Wellesley College BISC 219 Genetics Fall 2013

Contents

LAB 1 Worm Boot Camp

Complete the Lab Entry Survey
Please complete two brief surveys about interest and concept familiarity with genetics. These surveys are found at: Entry Survey and Genetics Pre-Test.
The password for the Pre-Test survey is posted to the welcome message on the lab Sakai site. Thank you for your participation. You will get a few points for completing the entry and the exit versions of these surveys but the surveys must be done before the end of the first week of classes.

Becoming a "Worm Wrangler"

Today we will:

  1. Observe the video that shows examples of some mutant strains as well as showing wild-type males and larvae.
  2. Learn to recognize: males and hermaphrodite larval stages.
  3. Practice moving worms from one plate to another.
  4. Set up your first set of crosses to examine the inheritance differences between autosomal and X-linked mutations.


The Worm Pick

You will acquire the most important tool of worm wrangling, the worm pick, from your instructor. The worm pick consists of a pasteur pipette and a ridiculously expensive piece of platinum wire. You must keep track of your worm pick and mend it yourself if it breaks. If you return the pick to us at the end of the semester, you will NOT be charged $10 (to help defray the cost of replacing the wire).

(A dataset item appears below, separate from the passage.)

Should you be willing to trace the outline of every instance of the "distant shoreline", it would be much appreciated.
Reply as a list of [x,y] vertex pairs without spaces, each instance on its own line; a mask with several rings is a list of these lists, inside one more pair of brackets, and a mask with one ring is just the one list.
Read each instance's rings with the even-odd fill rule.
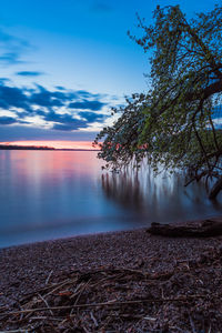
[[33,147],[33,145],[4,145],[0,144],[0,150],[42,150],[42,151],[99,151],[95,149],[72,149],[72,148],[53,148],[53,147]]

Directions for Making and Repairing a Worm Pick
Making/repairing a worm pick is a fairly easy task. It involves the expensive piece of platinum wire, a very cheap glass pipette and heat (flame). The key here is NOT to burn yourself making the pick - the glass and the wire become VERY HOT - you melt the glass to the platinum.

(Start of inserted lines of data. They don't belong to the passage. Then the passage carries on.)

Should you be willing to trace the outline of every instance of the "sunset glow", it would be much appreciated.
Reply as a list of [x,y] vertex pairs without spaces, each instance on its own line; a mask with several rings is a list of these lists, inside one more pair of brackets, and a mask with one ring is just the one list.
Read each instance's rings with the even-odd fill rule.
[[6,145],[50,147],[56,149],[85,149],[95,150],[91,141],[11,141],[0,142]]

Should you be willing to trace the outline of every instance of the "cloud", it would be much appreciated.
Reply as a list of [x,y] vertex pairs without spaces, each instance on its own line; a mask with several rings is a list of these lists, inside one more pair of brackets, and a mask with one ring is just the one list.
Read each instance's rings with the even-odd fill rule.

  1. Find your platinum wire and obtain a glass Pasteur pipette (there should be a box in the back of lab where our extra supplies are kept).
  2. Using tweezers, insert about 3-4 millimeters of wire into the small hole at the end of the pipette.
  3. Hold the region where the wire and pipette meet over open flame until the glass melts to the wire and seals the open end completely. This should take less than a minute. WARNING - the wire and glass are VERY HOT at this point.
  4. After a minute or so gently tug the wire with tweezers to be sure it is attached securely to the pipette.
  5. Wrap a piece of your team's tape around the top end of your new worm pick.
  6. Write your name and lab day on the tape.
  7. With a diamond pencil (see instructor) flatten the tip of your worm pick wire into a "shovel" shape. Ask for help if you need it.
  8. Flame the end of your pick
  9. Happy worm farming!


If your wire happens to fall out of the pick or become loose during the semester, which is likely, just repeat the above steps with a new glass pipette and the same piece of wire.

FAQ: Why does the wire have to be platinum? Platinum heats up and cools off very quickly which means you sterilize the tip easily between picking and you don't kill the worms when you pick the next ones after sterilizing because your pick is too hot!

To Do Today: Worm Wrangling

Each of you needs to become facile worm wranglers. The more you do today to acquire the skills needed to quickly and successfully recognize and manipulate the appropriate stage and class of worm, the more successful your experiments will be. Recognize that there is a significant learning curve to acquiring these skills ; therefore, please, don't be frustrated if you are slow or aren't 100% successful today at the tasks we have described below. By the end of the semester, you will be astonished at how fast and facile you are at these manipulations! The more you practice, the better your crosses will be in the final step of your work today. So take your time with this part of today's work. It is crucial that you get confident and comfortable with recognizing worm stages (particularly L3 and L4's), differentiating males from hermaphrodites, and knowing which are wild type worms and which are single or double mutants. You can do it!

After you have made your worm pick, find a plate of N2 (wild type) worms for you and your partner to share.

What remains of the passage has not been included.